Tether Stops New aUSDT Minting
Tether disabled new aUSDT minting on June 17 as part of the gradual shutdown of Alloy by Tether.
Users can no longer create new positions through the platform. However, existing holders still have time to return their aUSDT and withdraw the XAUT tokens used as collateral.
The company said the shutdown will happen in stages to ensure an orderly transition.
Customers have three months to complete the redemption process under the platform’s terms of use.
September 17 Deadline for aUSDT Holders
Tether has set September 17, 2026, as the final deadline for users to return their aUSDT.
After that date, holders will no longer be able to recover their XAUT through the Alloy platform.
Users with active positions should therefore review their holdings and complete the required process before the deadline.
The company has also updated the Alloy interface to remove the option to mint new aUSDT or open additional positions.
Why Is Tether Closing Alloy?
Tether said Alloy provided useful information about demand for tokenized real-world assets and gold-backed digital products.

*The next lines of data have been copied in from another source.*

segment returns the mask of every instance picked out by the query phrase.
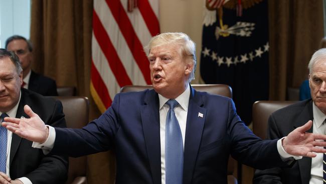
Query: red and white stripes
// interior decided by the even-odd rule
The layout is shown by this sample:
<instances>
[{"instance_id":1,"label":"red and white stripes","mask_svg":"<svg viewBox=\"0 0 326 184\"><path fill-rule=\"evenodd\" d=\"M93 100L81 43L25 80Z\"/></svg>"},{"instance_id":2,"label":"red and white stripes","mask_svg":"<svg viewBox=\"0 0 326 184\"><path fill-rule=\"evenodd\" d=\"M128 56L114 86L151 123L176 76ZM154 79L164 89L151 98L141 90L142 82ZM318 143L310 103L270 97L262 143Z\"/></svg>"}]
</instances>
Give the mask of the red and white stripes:
<instances>
[{"instance_id":1,"label":"red and white stripes","mask_svg":"<svg viewBox=\"0 0 326 184\"><path fill-rule=\"evenodd\" d=\"M159 33L158 1L94 1L90 89L101 112L121 87L150 83L142 48Z\"/></svg>"}]
</instances>

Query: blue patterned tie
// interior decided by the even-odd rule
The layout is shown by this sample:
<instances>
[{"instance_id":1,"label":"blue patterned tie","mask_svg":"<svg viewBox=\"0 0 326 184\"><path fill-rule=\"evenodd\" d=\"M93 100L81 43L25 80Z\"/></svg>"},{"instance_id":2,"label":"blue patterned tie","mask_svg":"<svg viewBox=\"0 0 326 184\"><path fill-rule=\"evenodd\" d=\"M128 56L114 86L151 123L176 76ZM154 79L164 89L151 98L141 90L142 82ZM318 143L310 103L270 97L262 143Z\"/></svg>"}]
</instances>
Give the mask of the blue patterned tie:
<instances>
[{"instance_id":1,"label":"blue patterned tie","mask_svg":"<svg viewBox=\"0 0 326 184\"><path fill-rule=\"evenodd\" d=\"M166 124L166 183L182 183L184 167L184 144L181 130L176 117L174 108L179 103L169 100L170 106Z\"/></svg>"},{"instance_id":2,"label":"blue patterned tie","mask_svg":"<svg viewBox=\"0 0 326 184\"><path fill-rule=\"evenodd\" d=\"M8 117L6 113L3 113L0 117L1 122L5 117ZM6 164L7 156L7 129L0 126L0 171L6 173Z\"/></svg>"},{"instance_id":3,"label":"blue patterned tie","mask_svg":"<svg viewBox=\"0 0 326 184\"><path fill-rule=\"evenodd\" d=\"M326 149L325 147L324 147L324 148ZM323 154L323 160L322 160L322 176L323 182L323 183L326 183L326 153Z\"/></svg>"}]
</instances>

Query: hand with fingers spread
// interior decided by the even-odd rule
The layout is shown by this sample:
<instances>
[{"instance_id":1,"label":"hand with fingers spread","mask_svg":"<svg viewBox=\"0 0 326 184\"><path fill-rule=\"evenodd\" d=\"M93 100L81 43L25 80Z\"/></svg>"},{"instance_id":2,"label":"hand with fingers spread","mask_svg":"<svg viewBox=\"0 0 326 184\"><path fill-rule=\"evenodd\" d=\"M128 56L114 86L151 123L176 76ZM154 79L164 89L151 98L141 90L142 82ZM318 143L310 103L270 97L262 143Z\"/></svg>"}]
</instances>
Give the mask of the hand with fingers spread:
<instances>
[{"instance_id":1,"label":"hand with fingers spread","mask_svg":"<svg viewBox=\"0 0 326 184\"><path fill-rule=\"evenodd\" d=\"M49 136L49 129L29 106L25 105L24 110L30 118L6 117L2 126L24 138L31 141L44 143Z\"/></svg>"},{"instance_id":2,"label":"hand with fingers spread","mask_svg":"<svg viewBox=\"0 0 326 184\"><path fill-rule=\"evenodd\" d=\"M288 154L295 156L314 157L315 153L326 152L322 147L326 146L326 135L306 132L312 125L309 121L303 126L290 132L282 141L282 145Z\"/></svg>"}]
</instances>

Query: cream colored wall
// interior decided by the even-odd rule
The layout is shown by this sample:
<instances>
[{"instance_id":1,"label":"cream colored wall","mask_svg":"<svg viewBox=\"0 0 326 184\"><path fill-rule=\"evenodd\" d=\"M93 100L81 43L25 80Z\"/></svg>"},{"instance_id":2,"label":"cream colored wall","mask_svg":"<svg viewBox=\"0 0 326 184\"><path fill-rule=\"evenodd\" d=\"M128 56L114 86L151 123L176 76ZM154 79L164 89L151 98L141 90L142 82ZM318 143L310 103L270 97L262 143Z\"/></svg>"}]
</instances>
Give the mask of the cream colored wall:
<instances>
[{"instance_id":1,"label":"cream colored wall","mask_svg":"<svg viewBox=\"0 0 326 184\"><path fill-rule=\"evenodd\" d=\"M160 0L160 31L184 32L196 43L197 66L196 79L192 83L204 83L200 78L200 52L202 48L204 0Z\"/></svg>"}]
</instances>

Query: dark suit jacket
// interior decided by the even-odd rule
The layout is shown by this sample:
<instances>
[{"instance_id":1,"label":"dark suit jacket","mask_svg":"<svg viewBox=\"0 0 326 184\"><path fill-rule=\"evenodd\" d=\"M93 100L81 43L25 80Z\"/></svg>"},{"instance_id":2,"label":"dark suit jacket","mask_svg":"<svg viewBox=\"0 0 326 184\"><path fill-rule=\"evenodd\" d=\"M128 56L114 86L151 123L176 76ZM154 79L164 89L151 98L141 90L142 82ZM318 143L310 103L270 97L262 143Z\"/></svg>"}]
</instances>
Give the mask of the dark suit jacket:
<instances>
[{"instance_id":1,"label":"dark suit jacket","mask_svg":"<svg viewBox=\"0 0 326 184\"><path fill-rule=\"evenodd\" d=\"M276 111L269 117L267 137L280 138L297 127L312 120L312 101L308 99ZM312 132L312 127L308 131ZM303 157L290 167L276 167L257 170L254 183L308 184L310 178L311 159Z\"/></svg>"},{"instance_id":2,"label":"dark suit jacket","mask_svg":"<svg viewBox=\"0 0 326 184\"><path fill-rule=\"evenodd\" d=\"M22 89L16 118L28 118L24 106L28 105L49 125L65 127L66 122L59 101ZM13 134L10 158L10 176L28 177L33 184L63 183L67 179L68 158L44 155L42 150L32 147L33 142Z\"/></svg>"},{"instance_id":3,"label":"dark suit jacket","mask_svg":"<svg viewBox=\"0 0 326 184\"><path fill-rule=\"evenodd\" d=\"M230 154L260 168L284 164L277 140L255 136L237 115L231 99L191 91L184 183L226 183ZM117 183L161 183L158 106L154 90L117 94L111 106L83 128L56 128L52 152L80 156L112 149Z\"/></svg>"},{"instance_id":4,"label":"dark suit jacket","mask_svg":"<svg viewBox=\"0 0 326 184\"><path fill-rule=\"evenodd\" d=\"M55 80L35 73L33 70L28 84L28 89L44 96L57 96Z\"/></svg>"}]
</instances>

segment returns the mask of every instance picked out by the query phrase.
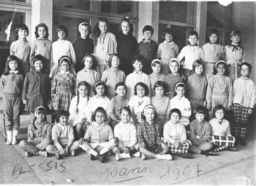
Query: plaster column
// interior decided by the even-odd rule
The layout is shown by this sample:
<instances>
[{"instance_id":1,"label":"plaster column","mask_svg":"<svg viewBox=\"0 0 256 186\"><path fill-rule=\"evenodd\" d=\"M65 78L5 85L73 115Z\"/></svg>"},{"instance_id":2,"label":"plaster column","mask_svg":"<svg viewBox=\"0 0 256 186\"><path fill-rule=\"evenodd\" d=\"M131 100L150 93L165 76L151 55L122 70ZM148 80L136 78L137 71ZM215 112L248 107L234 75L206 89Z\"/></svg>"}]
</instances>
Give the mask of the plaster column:
<instances>
[{"instance_id":1,"label":"plaster column","mask_svg":"<svg viewBox=\"0 0 256 186\"><path fill-rule=\"evenodd\" d=\"M206 34L207 2L197 2L196 31L198 33L198 44L201 46L205 43Z\"/></svg>"},{"instance_id":2,"label":"plaster column","mask_svg":"<svg viewBox=\"0 0 256 186\"><path fill-rule=\"evenodd\" d=\"M41 23L44 23L48 26L49 32L48 39L51 40L52 34L52 1L32 0L31 6L31 24L29 30L30 40L33 40L36 38L35 27Z\"/></svg>"}]
</instances>

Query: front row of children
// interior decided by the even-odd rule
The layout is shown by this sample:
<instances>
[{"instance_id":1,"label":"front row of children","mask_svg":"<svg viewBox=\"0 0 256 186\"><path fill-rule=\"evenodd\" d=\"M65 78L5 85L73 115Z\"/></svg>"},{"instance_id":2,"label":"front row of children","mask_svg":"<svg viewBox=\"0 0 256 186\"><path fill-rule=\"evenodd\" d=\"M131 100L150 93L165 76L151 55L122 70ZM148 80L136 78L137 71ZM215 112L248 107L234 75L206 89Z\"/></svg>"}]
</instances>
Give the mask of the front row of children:
<instances>
[{"instance_id":1,"label":"front row of children","mask_svg":"<svg viewBox=\"0 0 256 186\"><path fill-rule=\"evenodd\" d=\"M223 147L235 151L235 139L230 134L228 122L224 119L226 109L222 105L214 108L215 118L209 122L204 120L205 108L199 106L194 110L196 119L190 123L190 134L187 139L185 126L181 123L181 112L172 109L170 120L164 126L157 119L152 105L146 105L142 114L142 122L137 127L130 122L129 107L120 108L121 121L114 127L114 132L109 125L106 111L98 107L92 115L93 122L87 129L84 137L74 141L72 126L68 123L69 113L58 112L56 123L51 127L46 121L46 111L43 107L36 108L36 119L28 127L27 141L20 142L25 154L47 157L55 154L57 159L62 156L75 155L81 148L90 155L91 160L98 159L103 163L106 155L113 152L117 161L131 156L154 157L156 160L171 160L171 154L190 159L188 151L198 154L214 155L213 146ZM162 135L163 134L163 135Z\"/></svg>"}]
</instances>

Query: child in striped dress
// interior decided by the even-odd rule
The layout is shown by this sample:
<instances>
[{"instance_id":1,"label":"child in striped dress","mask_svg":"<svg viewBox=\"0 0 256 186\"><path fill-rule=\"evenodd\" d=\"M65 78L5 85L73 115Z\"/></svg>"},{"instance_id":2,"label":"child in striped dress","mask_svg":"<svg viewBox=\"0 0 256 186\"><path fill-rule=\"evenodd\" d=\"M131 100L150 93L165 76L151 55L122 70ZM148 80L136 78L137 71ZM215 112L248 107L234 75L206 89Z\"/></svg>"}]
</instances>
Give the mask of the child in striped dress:
<instances>
[{"instance_id":1,"label":"child in striped dress","mask_svg":"<svg viewBox=\"0 0 256 186\"><path fill-rule=\"evenodd\" d=\"M56 111L68 111L76 92L76 75L70 72L70 59L66 56L59 59L60 71L53 77L51 86L52 106Z\"/></svg>"},{"instance_id":2,"label":"child in striped dress","mask_svg":"<svg viewBox=\"0 0 256 186\"><path fill-rule=\"evenodd\" d=\"M233 88L233 108L235 119L235 137L238 143L245 146L245 133L249 115L253 112L255 101L255 85L249 75L252 65L247 62L241 64L241 77L235 80Z\"/></svg>"},{"instance_id":3,"label":"child in striped dress","mask_svg":"<svg viewBox=\"0 0 256 186\"><path fill-rule=\"evenodd\" d=\"M119 69L120 57L116 53L110 56L109 59L111 68L106 70L102 76L102 81L105 82L107 86L105 94L110 99L114 96L114 86L119 82L125 81L125 74Z\"/></svg>"},{"instance_id":4,"label":"child in striped dress","mask_svg":"<svg viewBox=\"0 0 256 186\"><path fill-rule=\"evenodd\" d=\"M186 82L184 75L180 73L180 64L177 58L172 58L169 61L171 73L165 76L164 82L167 86L165 95L171 100L175 94L174 87L178 82Z\"/></svg>"},{"instance_id":5,"label":"child in striped dress","mask_svg":"<svg viewBox=\"0 0 256 186\"><path fill-rule=\"evenodd\" d=\"M179 47L173 42L173 33L172 29L165 29L162 35L164 42L160 44L157 49L156 57L162 61L161 73L166 75L169 73L168 65L170 60L176 58L179 53Z\"/></svg>"},{"instance_id":6,"label":"child in striped dress","mask_svg":"<svg viewBox=\"0 0 256 186\"><path fill-rule=\"evenodd\" d=\"M32 60L35 56L41 54L44 58L44 71L50 73L51 56L51 41L48 39L48 27L44 23L39 23L36 26L35 32L36 39L31 42L30 52L30 65L33 66Z\"/></svg>"},{"instance_id":7,"label":"child in striped dress","mask_svg":"<svg viewBox=\"0 0 256 186\"><path fill-rule=\"evenodd\" d=\"M25 105L24 110L30 113L31 123L34 120L36 108L39 106L48 108L50 104L51 84L49 74L43 71L44 60L41 54L35 56L35 70L28 72L23 84L22 101Z\"/></svg>"},{"instance_id":8,"label":"child in striped dress","mask_svg":"<svg viewBox=\"0 0 256 186\"><path fill-rule=\"evenodd\" d=\"M107 61L109 54L117 53L117 43L116 36L109 32L109 23L104 17L97 19L93 30L95 35L94 53L98 65L97 71L102 75L103 72L109 68Z\"/></svg>"}]
</instances>

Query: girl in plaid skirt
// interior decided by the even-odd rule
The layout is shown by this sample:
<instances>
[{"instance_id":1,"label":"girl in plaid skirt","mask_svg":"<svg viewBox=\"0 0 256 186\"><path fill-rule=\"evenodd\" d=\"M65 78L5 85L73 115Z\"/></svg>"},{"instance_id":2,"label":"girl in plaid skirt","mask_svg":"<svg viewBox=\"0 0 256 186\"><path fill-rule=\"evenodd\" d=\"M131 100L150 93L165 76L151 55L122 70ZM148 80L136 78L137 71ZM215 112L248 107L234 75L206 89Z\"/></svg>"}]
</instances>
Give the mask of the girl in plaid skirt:
<instances>
[{"instance_id":1,"label":"girl in plaid skirt","mask_svg":"<svg viewBox=\"0 0 256 186\"><path fill-rule=\"evenodd\" d=\"M179 121L181 113L177 108L173 108L170 113L171 120L164 127L163 141L169 147L171 153L183 158L190 159L187 153L190 144L187 141L186 129Z\"/></svg>"},{"instance_id":2,"label":"girl in plaid skirt","mask_svg":"<svg viewBox=\"0 0 256 186\"><path fill-rule=\"evenodd\" d=\"M211 132L212 143L215 146L215 150L223 148L228 151L235 151L234 147L235 138L230 133L230 123L224 119L226 108L221 105L218 105L213 108L215 118L209 121L212 126Z\"/></svg>"},{"instance_id":3,"label":"girl in plaid skirt","mask_svg":"<svg viewBox=\"0 0 256 186\"><path fill-rule=\"evenodd\" d=\"M152 105L144 107L142 113L144 121L139 123L137 131L137 138L139 143L139 151L142 159L146 156L155 157L157 160L171 160L170 154L165 154L169 151L168 146L161 140L162 125L157 119L156 108Z\"/></svg>"},{"instance_id":4,"label":"girl in plaid skirt","mask_svg":"<svg viewBox=\"0 0 256 186\"><path fill-rule=\"evenodd\" d=\"M252 66L244 62L241 65L241 77L235 80L233 85L233 109L235 119L235 137L238 139L242 146L245 146L245 142L246 125L249 115L253 111L255 100L254 83L250 79L249 75Z\"/></svg>"}]
</instances>

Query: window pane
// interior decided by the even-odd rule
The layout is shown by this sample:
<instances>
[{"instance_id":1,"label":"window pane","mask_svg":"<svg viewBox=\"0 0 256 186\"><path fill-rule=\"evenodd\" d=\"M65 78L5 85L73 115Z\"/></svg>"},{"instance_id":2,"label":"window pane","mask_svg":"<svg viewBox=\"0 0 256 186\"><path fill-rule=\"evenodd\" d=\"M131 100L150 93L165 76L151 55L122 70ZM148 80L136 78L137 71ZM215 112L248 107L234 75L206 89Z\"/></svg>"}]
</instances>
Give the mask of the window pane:
<instances>
[{"instance_id":1,"label":"window pane","mask_svg":"<svg viewBox=\"0 0 256 186\"><path fill-rule=\"evenodd\" d=\"M100 12L133 17L132 15L133 3L134 2L131 1L102 1Z\"/></svg>"},{"instance_id":2,"label":"window pane","mask_svg":"<svg viewBox=\"0 0 256 186\"><path fill-rule=\"evenodd\" d=\"M90 0L53 0L54 8L68 8L74 9L91 10Z\"/></svg>"},{"instance_id":3,"label":"window pane","mask_svg":"<svg viewBox=\"0 0 256 186\"><path fill-rule=\"evenodd\" d=\"M25 13L16 12L12 19L10 37L7 41L6 28L11 23L14 13L12 11L0 11L0 75L2 75L4 70L6 59L10 55L11 44L18 39L16 36L15 28L18 24L25 23ZM31 32L29 34L31 35Z\"/></svg>"},{"instance_id":4,"label":"window pane","mask_svg":"<svg viewBox=\"0 0 256 186\"><path fill-rule=\"evenodd\" d=\"M224 6L218 2L208 2L206 25L223 29L231 27L232 6Z\"/></svg>"},{"instance_id":5,"label":"window pane","mask_svg":"<svg viewBox=\"0 0 256 186\"><path fill-rule=\"evenodd\" d=\"M90 19L53 15L52 16L52 42L58 39L56 30L59 25L66 26L69 33L66 39L73 43L79 37L78 26L82 22L90 23Z\"/></svg>"}]
</instances>

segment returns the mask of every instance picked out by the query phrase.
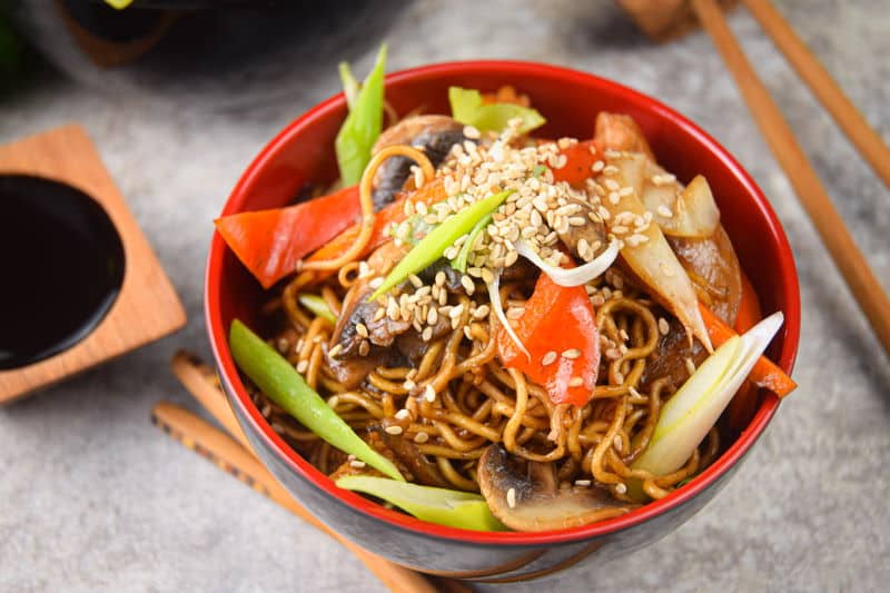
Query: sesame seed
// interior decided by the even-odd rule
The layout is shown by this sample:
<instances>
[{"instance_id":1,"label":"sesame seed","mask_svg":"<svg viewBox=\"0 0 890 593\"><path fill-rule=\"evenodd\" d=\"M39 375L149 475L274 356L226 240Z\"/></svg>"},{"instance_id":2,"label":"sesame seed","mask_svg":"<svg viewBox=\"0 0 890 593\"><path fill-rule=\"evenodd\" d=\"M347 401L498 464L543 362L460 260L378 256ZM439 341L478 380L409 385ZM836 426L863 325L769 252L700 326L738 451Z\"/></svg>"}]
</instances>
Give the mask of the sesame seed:
<instances>
[{"instance_id":1,"label":"sesame seed","mask_svg":"<svg viewBox=\"0 0 890 593\"><path fill-rule=\"evenodd\" d=\"M525 307L511 307L507 309L507 319L520 319L525 315Z\"/></svg>"},{"instance_id":2,"label":"sesame seed","mask_svg":"<svg viewBox=\"0 0 890 593\"><path fill-rule=\"evenodd\" d=\"M464 126L464 136L471 140L477 140L482 134L474 126Z\"/></svg>"},{"instance_id":3,"label":"sesame seed","mask_svg":"<svg viewBox=\"0 0 890 593\"><path fill-rule=\"evenodd\" d=\"M659 317L659 332L661 332L662 336L666 336L668 332L671 330L671 326L668 323L668 319L664 317Z\"/></svg>"},{"instance_id":4,"label":"sesame seed","mask_svg":"<svg viewBox=\"0 0 890 593\"><path fill-rule=\"evenodd\" d=\"M671 266L669 266L668 264L665 264L664 261L662 261L659 265L659 267L661 268L662 274L664 274L669 278L674 276L674 269Z\"/></svg>"},{"instance_id":5,"label":"sesame seed","mask_svg":"<svg viewBox=\"0 0 890 593\"><path fill-rule=\"evenodd\" d=\"M652 182L656 186L666 186L676 181L676 177L671 174L653 175Z\"/></svg>"}]
</instances>

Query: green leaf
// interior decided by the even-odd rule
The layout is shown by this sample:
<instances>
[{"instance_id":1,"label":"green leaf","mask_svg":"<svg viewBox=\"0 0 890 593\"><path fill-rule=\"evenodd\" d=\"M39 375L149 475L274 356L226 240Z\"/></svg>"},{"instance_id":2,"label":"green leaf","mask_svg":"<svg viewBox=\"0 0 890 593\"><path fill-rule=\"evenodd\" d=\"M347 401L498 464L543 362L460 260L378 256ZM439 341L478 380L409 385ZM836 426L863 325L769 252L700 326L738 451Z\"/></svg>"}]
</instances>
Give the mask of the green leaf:
<instances>
[{"instance_id":1,"label":"green leaf","mask_svg":"<svg viewBox=\"0 0 890 593\"><path fill-rule=\"evenodd\" d=\"M297 300L318 317L324 317L333 325L337 325L337 317L334 315L334 312L330 310L330 307L327 306L327 302L320 296L304 293L297 296Z\"/></svg>"},{"instance_id":2,"label":"green leaf","mask_svg":"<svg viewBox=\"0 0 890 593\"><path fill-rule=\"evenodd\" d=\"M370 160L370 149L383 129L386 43L380 46L374 69L362 85L346 121L334 142L344 186L355 185Z\"/></svg>"},{"instance_id":3,"label":"green leaf","mask_svg":"<svg viewBox=\"0 0 890 593\"><path fill-rule=\"evenodd\" d=\"M355 79L353 71L349 70L348 63L340 62L338 70L340 73L340 83L343 83L343 93L346 96L346 105L349 106L349 111L352 111L355 100L358 98L358 80Z\"/></svg>"},{"instance_id":4,"label":"green leaf","mask_svg":"<svg viewBox=\"0 0 890 593\"><path fill-rule=\"evenodd\" d=\"M507 199L507 196L513 192L513 189L508 189L471 204L431 230L396 264L396 267L393 268L380 287L368 297L368 300L374 300L380 295L385 295L387 290L405 280L408 276L421 271L442 257L445 249L451 247L458 237L469 233L481 218L497 209Z\"/></svg>"},{"instance_id":5,"label":"green leaf","mask_svg":"<svg viewBox=\"0 0 890 593\"><path fill-rule=\"evenodd\" d=\"M344 476L337 480L337 486L383 498L431 523L475 531L506 530L478 494L359 475Z\"/></svg>"},{"instance_id":6,"label":"green leaf","mask_svg":"<svg viewBox=\"0 0 890 593\"><path fill-rule=\"evenodd\" d=\"M448 101L452 105L452 117L473 126L479 131L500 132L507 127L511 119L522 119L520 134L527 134L535 128L546 123L546 119L535 109L522 107L514 103L491 103L483 105L482 93L475 89L462 89L451 87L448 89Z\"/></svg>"},{"instance_id":7,"label":"green leaf","mask_svg":"<svg viewBox=\"0 0 890 593\"><path fill-rule=\"evenodd\" d=\"M454 269L462 274L466 274L466 260L469 257L469 253L473 250L473 244L476 243L476 238L483 230L485 230L485 227L487 227L488 223L491 221L492 215L490 213L482 217L478 223L476 223L476 225L473 227L473 230L469 231L466 241L461 246L461 253L458 253L457 257L455 257L454 261L452 261L452 267Z\"/></svg>"},{"instance_id":8,"label":"green leaf","mask_svg":"<svg viewBox=\"0 0 890 593\"><path fill-rule=\"evenodd\" d=\"M229 329L231 356L245 375L300 424L344 453L404 482L393 463L355 434L280 354L238 319Z\"/></svg>"}]
</instances>

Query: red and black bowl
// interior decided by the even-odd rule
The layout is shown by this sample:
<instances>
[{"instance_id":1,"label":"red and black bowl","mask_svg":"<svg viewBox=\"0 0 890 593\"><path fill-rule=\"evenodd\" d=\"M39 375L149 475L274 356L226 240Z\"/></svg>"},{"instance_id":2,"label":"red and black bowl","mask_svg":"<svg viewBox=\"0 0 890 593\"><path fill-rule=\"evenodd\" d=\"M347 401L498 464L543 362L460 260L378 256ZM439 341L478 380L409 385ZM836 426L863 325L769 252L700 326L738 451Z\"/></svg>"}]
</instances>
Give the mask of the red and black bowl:
<instances>
[{"instance_id":1,"label":"red and black bowl","mask_svg":"<svg viewBox=\"0 0 890 593\"><path fill-rule=\"evenodd\" d=\"M452 85L482 90L515 87L547 118L538 134L551 138L592 136L601 110L629 113L668 170L684 181L704 175L763 310L784 312L784 327L768 355L791 370L800 333L800 295L791 249L763 192L713 138L650 97L584 72L540 63L473 61L405 70L387 77L386 98L402 113L417 107L447 113ZM247 168L222 215L283 206L305 184L334 179L334 138L345 116L346 101L337 95L287 126ZM259 325L263 290L218 234L210 246L206 280L207 326L216 364L231 407L263 462L333 528L382 556L432 574L483 582L522 581L590 569L655 542L716 495L779 407L773 394L762 392L746 426L732 435L710 467L669 496L625 515L538 533L445 527L338 488L273 431L250 401L227 343L233 319Z\"/></svg>"}]
</instances>

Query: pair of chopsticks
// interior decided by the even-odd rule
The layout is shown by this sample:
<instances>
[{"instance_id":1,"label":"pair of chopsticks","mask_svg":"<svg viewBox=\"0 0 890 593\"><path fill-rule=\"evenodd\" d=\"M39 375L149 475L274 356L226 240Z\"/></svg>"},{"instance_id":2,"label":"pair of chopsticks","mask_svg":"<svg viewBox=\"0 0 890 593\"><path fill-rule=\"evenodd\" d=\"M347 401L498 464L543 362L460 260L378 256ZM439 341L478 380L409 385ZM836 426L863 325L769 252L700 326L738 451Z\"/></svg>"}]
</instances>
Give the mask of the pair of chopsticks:
<instances>
[{"instance_id":1,"label":"pair of chopsticks","mask_svg":"<svg viewBox=\"0 0 890 593\"><path fill-rule=\"evenodd\" d=\"M211 461L215 465L240 480L257 492L268 496L314 527L327 533L352 552L394 592L405 593L471 593L472 590L456 581L424 576L368 552L318 521L266 470L250 449L214 370L195 355L179 352L171 362L174 374L195 399L228 432L182 406L161 402L155 406L151 419L165 433L186 447Z\"/></svg>"},{"instance_id":2,"label":"pair of chopsticks","mask_svg":"<svg viewBox=\"0 0 890 593\"><path fill-rule=\"evenodd\" d=\"M890 187L890 149L880 136L869 127L769 0L742 1L874 172ZM884 352L890 355L890 300L883 288L831 204L791 127L745 58L720 8L714 0L691 0L691 4L702 27L723 56L751 115L822 237L834 265L870 322Z\"/></svg>"}]
</instances>

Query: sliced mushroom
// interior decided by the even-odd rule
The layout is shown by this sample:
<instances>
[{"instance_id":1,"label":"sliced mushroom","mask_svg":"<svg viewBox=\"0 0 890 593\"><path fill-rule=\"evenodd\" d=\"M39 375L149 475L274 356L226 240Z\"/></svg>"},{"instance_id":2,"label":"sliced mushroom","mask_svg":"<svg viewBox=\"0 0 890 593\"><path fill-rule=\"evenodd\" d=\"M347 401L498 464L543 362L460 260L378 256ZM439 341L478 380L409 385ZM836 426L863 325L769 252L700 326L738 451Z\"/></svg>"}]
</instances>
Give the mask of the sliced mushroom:
<instances>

However, the company decided to direct its resources toward products with stronger adoption, greater liquidity, and better long-term growth potential.
These products include Tether Gold, also known as XAUT, as well as the company’s other major digital asset offerings.
The decision suggests that Tether is simplifying its product range and focusing on services that attract more users and trading activity.
Tether Continues to Focus on XAUT
Although Alloy is closing, Tether will continue supporting XAUT.
Tether Gold is a digital token backed by physical gold. Each token represents ownership of a specific amount of gold held in secure storage.
XAUT has become one of the company’s key products outside its USDT stablecoin business.
Tether appears to believe that XAUT has stronger standalone demand than aUSDT, which used the gold-backed token as collateral.
What Are Alloy and aUSDT?
Tether launched Alloy in 2024 as an open platform for creating digital assets backed by Tether Gold.
Its main product was aUSDT, a synthetic dollar-pegged stablecoin backed by XAUT.
Unlike traditional stablecoins that hold cash or government debt as reserves, aUSDT used gold-backed digital tokens as collateral.
The system was over-collateralized. This meant that the value of the XAUT locked in the platform was greater than the total amount of aUSDT issued.
This structure was designed to help aUSDT maintain its peg to the US dollar.
Tether Has Closed Other Stablecoin Products
The Alloy shutdown is not the first time Tether has discontinued one of its digital assets.
The company previously ended support for EURT, its euro-pegged stablecoin. EURT redemptions officially stopped in November 2025.
That decision was also part of Tether’s effort to focus on products with stronger market demand.
At the same time, the company continues to explore new opportunities in selected regions.
In May, Tether announced plans to introduce GELT, a stablecoin linked to the Georgian lari. The project is expected to receive support from the Georgian government.
What the Alloy Shutdown Means for Users
The immediate priority for aUSDT holders is the September 17 deadline.
Users must return their aUSDT before that date to withdraw the XAUT backing their positions through the Alloy platform.
The decision does not signal the end of Tether’s interest in tokenized gold. Instead, it shows that the company wants to concentrate on XAUT and other products with higher adoption and liquidity.
The shutdown also highlights how digital asset companies regularly adjust their product strategies based on market demand.